Chief Justice Roberts said that was an important concession. “So you’re discriminating among religions based on their belief, right?” he asked, adding that the government may not “draw distinctions between religions based on their doctrine.”
Michael Bindas, a lawyer with the Institute for Justice, a libertarian group that represents the families, said that “religious discrimination is religious discrimination.”
“Religious schools, after all, teach religion, just as a soccer team plays soccer or a book club reads books,” he said. “Yes, it is part of what they do. It is also part of who they are.”
One of the schools at issue in the case, Temple Academy in Waterville, Maine, says it expects its teachers “to integrate biblical principles with their teaching in every subject” and teaches students “to spread the word of Christianity.” The other, Bangor Christian School, says it seeks to develop “within each student a Christian worldview and Christian philosophy of life.”
The two schools “candidly admit that they discriminate against homosexuals, individuals who are transgender and non-Christians,” Maine’s Supreme Court brief said.
Justice Elena Kagan said that point was not in dispute. “These schools are overtly discriminatory,” she said. “They’re proudly discriminatory.
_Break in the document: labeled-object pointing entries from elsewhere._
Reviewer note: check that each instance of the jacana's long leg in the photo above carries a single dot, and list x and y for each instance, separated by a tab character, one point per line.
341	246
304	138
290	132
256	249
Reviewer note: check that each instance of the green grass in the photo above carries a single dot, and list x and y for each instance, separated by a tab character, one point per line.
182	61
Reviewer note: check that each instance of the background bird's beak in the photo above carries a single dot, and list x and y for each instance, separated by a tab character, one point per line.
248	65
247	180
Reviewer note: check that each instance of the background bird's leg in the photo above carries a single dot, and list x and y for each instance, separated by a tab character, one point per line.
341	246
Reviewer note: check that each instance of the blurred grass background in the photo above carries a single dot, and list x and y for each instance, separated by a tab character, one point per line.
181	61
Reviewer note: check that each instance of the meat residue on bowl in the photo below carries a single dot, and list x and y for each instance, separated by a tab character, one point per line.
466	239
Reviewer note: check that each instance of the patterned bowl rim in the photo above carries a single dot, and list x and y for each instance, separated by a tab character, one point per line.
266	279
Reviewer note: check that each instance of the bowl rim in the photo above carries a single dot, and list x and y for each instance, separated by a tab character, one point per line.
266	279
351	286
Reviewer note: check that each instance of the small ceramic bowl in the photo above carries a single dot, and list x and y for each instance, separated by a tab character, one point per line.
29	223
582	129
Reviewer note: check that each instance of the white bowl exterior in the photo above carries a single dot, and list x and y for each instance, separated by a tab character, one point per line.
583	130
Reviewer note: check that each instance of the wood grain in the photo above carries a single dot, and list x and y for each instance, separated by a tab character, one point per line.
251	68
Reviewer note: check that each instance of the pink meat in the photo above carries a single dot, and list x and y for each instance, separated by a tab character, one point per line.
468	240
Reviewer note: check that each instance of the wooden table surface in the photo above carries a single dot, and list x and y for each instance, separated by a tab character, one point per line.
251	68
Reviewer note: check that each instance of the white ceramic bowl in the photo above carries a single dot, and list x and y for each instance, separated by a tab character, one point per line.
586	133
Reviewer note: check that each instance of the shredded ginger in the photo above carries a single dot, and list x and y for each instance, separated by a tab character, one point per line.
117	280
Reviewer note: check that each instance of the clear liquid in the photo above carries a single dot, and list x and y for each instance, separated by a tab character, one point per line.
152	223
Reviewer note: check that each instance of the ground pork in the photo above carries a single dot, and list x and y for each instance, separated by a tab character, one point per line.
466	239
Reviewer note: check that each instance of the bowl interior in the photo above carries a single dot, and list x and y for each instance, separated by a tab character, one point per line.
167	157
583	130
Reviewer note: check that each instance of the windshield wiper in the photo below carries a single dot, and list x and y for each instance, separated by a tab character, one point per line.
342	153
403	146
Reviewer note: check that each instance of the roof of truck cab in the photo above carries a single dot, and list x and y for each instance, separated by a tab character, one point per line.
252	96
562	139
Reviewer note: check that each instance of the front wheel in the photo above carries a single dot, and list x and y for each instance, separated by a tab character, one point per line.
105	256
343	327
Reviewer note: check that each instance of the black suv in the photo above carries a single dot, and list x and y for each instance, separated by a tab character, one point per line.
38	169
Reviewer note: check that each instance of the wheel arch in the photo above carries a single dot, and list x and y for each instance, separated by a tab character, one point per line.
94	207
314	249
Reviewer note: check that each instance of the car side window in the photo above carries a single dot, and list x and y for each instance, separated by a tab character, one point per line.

Other people won’t understand why in the world their taxpayer dollars are going to discriminatory schools.”
Justice Neil M. Gorsuch said that Maine’s anti-discrimination laws were not at issue in the case.
Much of the argument was devoted to hypothetical questions. Mr. Taub volunteered that schools that taught Marxism, Leninism or white supremacy “would be doing something completely inconsistent with a public education,” though he conceded that the state law at issue in the case does not currently forbid that.
“Would you say the same thing about a school that teaches critical race theory?” Justice Alito asked.
Mr. Taub said that he did not “know exactly what it means to teach critical race theory” and that “the Maine Legislature would have to look at what that actually means.”